Om de zoveel zijn stopte hij de pen in zijn mond, om er dan achter te komen dat de kant waarop hij beet de voorkant was en niet de achterkant. Zachtjes vloekend in zichzelf schreef hij dan verder, terwijl een kleine inktvlek achterbleef bij zijn mondhoek.

Ik denk dat we hij een uur onophoudelijk door bleef schrijven. Hij keek niet een keer op.

Ik stond op om naar de wc te gaan en kwam weer terug. Ik stond op om sigaretten voor hem te halen op de hoek en kwam weer terug. Ik stond op om nog een keer koffie te halen, en nog altijd keek hij niet op.

'Wat schrijf je in dat boekje behalve liedjes?', vroeg ik na anderhalf uur.

Louis keek niet op en schreef door.
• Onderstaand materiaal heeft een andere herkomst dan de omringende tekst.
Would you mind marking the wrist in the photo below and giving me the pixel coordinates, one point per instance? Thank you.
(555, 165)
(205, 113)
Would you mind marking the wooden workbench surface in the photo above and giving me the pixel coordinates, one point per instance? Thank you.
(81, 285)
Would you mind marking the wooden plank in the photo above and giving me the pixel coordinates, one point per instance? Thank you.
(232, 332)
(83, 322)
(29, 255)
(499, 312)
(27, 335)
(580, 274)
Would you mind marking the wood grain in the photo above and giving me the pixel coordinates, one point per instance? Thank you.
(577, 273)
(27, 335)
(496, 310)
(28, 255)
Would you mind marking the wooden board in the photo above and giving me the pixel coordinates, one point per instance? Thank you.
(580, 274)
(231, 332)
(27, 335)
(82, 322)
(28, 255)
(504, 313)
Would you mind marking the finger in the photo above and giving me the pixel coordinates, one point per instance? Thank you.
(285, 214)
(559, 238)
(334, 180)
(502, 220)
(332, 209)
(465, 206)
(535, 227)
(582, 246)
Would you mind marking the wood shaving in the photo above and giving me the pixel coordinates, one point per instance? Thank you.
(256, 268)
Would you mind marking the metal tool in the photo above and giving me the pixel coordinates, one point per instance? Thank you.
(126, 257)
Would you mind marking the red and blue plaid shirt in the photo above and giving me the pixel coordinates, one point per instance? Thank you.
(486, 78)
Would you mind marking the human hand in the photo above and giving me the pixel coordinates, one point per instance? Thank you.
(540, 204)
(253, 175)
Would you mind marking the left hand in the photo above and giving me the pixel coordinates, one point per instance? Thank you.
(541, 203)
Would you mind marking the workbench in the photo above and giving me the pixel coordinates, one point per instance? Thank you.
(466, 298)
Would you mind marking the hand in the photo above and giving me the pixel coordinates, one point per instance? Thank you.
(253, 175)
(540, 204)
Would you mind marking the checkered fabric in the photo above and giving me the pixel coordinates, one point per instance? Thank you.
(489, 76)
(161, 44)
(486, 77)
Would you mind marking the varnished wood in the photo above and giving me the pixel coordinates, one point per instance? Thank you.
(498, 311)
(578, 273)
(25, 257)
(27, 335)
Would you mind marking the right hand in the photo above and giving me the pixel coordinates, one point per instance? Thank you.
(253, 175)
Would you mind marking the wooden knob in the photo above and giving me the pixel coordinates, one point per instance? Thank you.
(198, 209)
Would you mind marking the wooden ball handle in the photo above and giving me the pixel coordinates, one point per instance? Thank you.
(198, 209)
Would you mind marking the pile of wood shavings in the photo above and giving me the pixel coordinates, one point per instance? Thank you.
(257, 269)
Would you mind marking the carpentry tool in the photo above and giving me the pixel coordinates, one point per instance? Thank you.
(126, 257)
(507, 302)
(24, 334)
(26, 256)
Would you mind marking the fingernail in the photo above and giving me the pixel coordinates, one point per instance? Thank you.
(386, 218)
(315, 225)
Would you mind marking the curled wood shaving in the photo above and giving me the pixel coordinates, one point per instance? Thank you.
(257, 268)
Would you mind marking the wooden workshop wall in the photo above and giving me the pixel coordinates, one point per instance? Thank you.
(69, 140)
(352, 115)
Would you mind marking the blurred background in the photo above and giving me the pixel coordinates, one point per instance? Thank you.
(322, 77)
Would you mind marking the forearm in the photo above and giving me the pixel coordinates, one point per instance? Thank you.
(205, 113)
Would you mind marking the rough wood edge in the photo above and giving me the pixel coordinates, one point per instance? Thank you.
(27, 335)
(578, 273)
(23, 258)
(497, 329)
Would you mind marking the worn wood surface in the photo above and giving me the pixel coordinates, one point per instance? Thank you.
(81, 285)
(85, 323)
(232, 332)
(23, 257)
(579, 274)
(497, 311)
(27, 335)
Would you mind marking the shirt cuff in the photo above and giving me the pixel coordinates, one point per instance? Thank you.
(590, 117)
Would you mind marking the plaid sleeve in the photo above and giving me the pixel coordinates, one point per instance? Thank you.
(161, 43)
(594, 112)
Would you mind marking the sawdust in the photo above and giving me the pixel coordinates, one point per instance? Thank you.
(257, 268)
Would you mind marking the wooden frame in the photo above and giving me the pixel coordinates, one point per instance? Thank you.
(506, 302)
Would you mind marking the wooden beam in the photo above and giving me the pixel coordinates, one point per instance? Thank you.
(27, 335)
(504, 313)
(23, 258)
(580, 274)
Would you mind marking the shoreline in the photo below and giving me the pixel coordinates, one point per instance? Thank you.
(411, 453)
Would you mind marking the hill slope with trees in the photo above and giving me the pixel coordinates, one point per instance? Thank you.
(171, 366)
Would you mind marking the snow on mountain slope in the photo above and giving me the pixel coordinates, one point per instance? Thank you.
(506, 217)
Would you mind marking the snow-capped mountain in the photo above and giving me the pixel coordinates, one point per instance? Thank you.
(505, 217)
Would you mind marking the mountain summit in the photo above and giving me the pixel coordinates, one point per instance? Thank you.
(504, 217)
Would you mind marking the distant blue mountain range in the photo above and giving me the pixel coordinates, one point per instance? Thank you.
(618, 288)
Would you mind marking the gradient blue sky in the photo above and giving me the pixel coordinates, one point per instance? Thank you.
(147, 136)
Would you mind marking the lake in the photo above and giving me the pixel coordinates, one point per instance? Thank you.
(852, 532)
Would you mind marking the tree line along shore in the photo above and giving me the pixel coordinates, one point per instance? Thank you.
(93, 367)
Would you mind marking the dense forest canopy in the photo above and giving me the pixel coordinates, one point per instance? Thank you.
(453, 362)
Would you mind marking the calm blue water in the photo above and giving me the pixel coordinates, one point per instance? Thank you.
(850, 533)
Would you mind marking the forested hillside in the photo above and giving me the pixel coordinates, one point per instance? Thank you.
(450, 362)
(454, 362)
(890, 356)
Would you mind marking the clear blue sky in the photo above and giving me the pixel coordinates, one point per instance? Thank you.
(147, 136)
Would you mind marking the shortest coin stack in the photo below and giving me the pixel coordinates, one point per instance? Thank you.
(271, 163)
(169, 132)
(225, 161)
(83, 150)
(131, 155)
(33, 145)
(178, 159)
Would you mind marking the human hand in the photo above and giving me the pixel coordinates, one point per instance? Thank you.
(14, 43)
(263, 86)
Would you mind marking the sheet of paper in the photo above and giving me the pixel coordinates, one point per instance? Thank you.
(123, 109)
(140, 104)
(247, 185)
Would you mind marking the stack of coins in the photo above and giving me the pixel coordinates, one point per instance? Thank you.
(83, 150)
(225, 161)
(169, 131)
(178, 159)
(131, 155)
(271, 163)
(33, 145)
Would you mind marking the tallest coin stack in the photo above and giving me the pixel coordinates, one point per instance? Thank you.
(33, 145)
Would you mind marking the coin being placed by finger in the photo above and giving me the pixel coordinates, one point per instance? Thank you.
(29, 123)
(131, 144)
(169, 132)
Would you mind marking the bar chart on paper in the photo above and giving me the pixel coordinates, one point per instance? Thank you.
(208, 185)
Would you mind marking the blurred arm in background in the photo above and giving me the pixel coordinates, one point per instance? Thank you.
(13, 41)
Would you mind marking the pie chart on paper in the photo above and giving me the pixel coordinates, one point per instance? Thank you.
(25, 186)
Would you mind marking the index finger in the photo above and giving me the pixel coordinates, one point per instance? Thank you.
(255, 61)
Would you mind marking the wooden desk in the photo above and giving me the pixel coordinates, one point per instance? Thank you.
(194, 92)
Bijna toen ik dacht dat hij niet meer zou gaan antwoorden, begon hij langzaam te praten. Langzaam, heel langzaam, alsof hij niet hier was, maar in zijn eigen wereld. Hij zat in een soort trance en zijn pen verliet het papier niet.

'Atelophobia.' Hij zei hij langzaam. Bijna zei ik 'Huh?', maar ik kon me nog net inhouden.
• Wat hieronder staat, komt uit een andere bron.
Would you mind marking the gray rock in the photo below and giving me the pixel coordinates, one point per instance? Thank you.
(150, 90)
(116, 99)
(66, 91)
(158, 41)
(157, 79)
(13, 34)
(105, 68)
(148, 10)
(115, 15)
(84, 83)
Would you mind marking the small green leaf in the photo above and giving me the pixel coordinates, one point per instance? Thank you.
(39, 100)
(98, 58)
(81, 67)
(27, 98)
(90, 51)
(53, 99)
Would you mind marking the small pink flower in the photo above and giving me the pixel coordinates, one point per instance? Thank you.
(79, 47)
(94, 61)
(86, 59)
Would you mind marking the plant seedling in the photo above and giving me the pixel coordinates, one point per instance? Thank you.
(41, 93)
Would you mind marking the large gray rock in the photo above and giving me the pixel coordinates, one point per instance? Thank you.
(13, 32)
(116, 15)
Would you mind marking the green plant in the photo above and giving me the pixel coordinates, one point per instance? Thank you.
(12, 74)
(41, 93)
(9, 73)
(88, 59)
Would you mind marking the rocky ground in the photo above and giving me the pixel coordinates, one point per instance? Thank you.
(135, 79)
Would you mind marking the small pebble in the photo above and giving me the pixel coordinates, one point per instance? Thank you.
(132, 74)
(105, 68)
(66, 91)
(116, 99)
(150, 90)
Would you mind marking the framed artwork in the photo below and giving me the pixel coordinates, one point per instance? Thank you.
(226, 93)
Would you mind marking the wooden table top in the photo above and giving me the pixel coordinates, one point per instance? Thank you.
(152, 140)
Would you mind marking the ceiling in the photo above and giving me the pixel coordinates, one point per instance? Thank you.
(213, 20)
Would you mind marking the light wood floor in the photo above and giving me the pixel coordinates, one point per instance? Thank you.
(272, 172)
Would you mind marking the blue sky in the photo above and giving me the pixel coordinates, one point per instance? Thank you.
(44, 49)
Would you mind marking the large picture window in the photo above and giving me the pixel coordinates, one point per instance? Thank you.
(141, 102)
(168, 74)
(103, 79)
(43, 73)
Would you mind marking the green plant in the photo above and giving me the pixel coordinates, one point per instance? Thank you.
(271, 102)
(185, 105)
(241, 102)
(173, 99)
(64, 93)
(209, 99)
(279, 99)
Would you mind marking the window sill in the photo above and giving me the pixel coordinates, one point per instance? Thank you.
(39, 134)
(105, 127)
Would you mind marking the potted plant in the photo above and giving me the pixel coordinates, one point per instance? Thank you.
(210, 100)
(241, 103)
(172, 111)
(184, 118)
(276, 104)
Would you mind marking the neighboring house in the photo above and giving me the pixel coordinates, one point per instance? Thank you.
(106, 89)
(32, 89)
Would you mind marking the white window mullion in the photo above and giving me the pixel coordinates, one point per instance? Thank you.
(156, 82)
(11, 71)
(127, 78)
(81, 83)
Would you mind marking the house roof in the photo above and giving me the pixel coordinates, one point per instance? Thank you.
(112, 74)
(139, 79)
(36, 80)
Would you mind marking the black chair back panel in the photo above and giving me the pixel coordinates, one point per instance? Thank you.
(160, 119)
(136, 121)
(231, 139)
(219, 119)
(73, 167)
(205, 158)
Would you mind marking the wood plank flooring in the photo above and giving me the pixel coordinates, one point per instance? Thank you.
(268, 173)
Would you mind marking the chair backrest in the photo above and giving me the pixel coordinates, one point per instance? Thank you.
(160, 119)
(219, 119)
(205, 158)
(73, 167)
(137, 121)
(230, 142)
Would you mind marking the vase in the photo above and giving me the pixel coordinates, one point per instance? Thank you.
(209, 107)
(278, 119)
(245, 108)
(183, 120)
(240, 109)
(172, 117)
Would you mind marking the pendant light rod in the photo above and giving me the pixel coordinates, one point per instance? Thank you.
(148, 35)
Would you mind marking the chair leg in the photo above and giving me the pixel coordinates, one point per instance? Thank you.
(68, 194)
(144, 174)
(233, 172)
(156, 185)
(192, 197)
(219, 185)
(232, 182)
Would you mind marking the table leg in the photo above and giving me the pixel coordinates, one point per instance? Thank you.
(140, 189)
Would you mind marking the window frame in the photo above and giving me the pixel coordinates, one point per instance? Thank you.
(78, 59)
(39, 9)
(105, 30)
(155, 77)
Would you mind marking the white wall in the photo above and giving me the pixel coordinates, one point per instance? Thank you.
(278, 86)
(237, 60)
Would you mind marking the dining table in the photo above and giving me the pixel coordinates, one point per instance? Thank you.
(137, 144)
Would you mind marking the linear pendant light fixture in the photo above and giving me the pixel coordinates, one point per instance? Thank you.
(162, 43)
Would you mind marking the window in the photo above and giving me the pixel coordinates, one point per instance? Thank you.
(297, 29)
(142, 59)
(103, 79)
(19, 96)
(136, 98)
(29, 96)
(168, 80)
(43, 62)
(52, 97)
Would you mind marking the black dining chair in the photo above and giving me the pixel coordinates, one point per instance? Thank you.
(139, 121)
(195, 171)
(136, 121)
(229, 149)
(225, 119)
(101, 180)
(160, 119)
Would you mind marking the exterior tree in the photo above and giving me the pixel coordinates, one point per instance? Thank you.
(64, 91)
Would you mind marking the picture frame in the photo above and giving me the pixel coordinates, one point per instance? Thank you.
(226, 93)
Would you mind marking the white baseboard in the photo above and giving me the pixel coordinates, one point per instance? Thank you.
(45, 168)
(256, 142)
Zwijgend keek ik hem aan. Ik nam de camera van mijn standaard en bracht hem naar mijn oog. Dit kon nog wel eens het interessantste stuk worden. Langzaam nam ik hem op, van de kop koffie tot het boekje, van zijn te grote sweater tot zijn warrige haar.

'A. tel. o. pho. bia.', herhaalde hij langzaam, in zichzelf. 'The fear of imperfection. The fear of never being good enough.'

Ik slikte en Louis praatte verder.

'If I die, would I have freedom? If I should die tonight, would I be proud of what I left behind?'

Louis kijkt niet naar mij. Hij kijkt strak naar zijn boekje, maar toch lijkt het alsof hij tegen mij praat.

'And If I left something behind, would it be good? Would it be bad? When people look at me, when they walk past me and they laugh... are they laughing about me? It's funny, you know? They say "Silent people have the loudest minds". I'm not silent, absolutely not, so I think nobody cares about my mind. They think I'm okay. They're all like: "Ah, he's homeless. He doesn't know what he's talking about. He's just a dumb boy who thought he could carry the whole world on his own, and you should see him now: No home, no family, no love. He's just a junk, and he'll be never more than that.'

Het bleef stil. Een traan viel op het papier, maar Louis praatte verder.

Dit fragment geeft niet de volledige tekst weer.